Last night when I started this my man asked me what I was doing, when I told him he looked at me like I had an extra screw loose. 😄 He doesn't understand why I would want to put all of my dirty laundry out there for the world to read. I have a lot of time on my hands, you see I'm slowly dying each day and I have a lot on my mind. This is going to be more of a coping mechanism for me more than anything else. Ok, so you might be thinking that everyone is dying a little each day, I'm dying at a quicker rate than most. I am 35 (almost 36) I've been diabetic since I was 11, I've had my appendix, gall bladder, pancreas and all of my baby making parts removed. My kidneys are on the brink of failing at any moment literally. So all of that combined makes me a little hard to handle. Oh and I forgot to mention that I've had chronic pancreatitis since I was two.

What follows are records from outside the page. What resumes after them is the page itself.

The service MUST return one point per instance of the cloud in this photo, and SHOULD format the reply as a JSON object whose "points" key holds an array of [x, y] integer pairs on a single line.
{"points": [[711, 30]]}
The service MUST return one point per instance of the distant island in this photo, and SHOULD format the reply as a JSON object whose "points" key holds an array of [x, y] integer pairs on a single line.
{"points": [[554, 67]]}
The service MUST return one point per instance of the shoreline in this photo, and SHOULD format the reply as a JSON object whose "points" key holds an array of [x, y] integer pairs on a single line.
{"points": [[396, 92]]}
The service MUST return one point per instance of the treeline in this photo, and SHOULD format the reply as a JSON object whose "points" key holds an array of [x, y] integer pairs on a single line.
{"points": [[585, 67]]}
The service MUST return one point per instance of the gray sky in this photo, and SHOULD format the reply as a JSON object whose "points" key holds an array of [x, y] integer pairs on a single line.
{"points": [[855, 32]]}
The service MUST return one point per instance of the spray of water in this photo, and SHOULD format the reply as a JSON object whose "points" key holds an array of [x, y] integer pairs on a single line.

Sometimes I wonder what I did to have all of this happen to me. I've been through a lot, sometimes it gets the best of me. On those days my Bestie comes to the rescue, I recently had my driving privileges taken away by my doctor, so I'm at the mercy of others to get out of the house. She truly is a godsend for me, she's my sister by choice and I think those are the best family to have. My biological sister and I don't talk much, I have a very opinionated view on parenting. To say it nicely, she had no business ever having children. I'd say she would even admit to that. That story will come another day, it's too early for my blood pressure to be rising.

So enough for now, I hope I didn't drag on too long. I've got a date with my Bestie to go have some retail therapy.

Xoxo, Amy 💙

P.s. I would love constructive criticism. But don't be mean, I don't tolerate mean very well.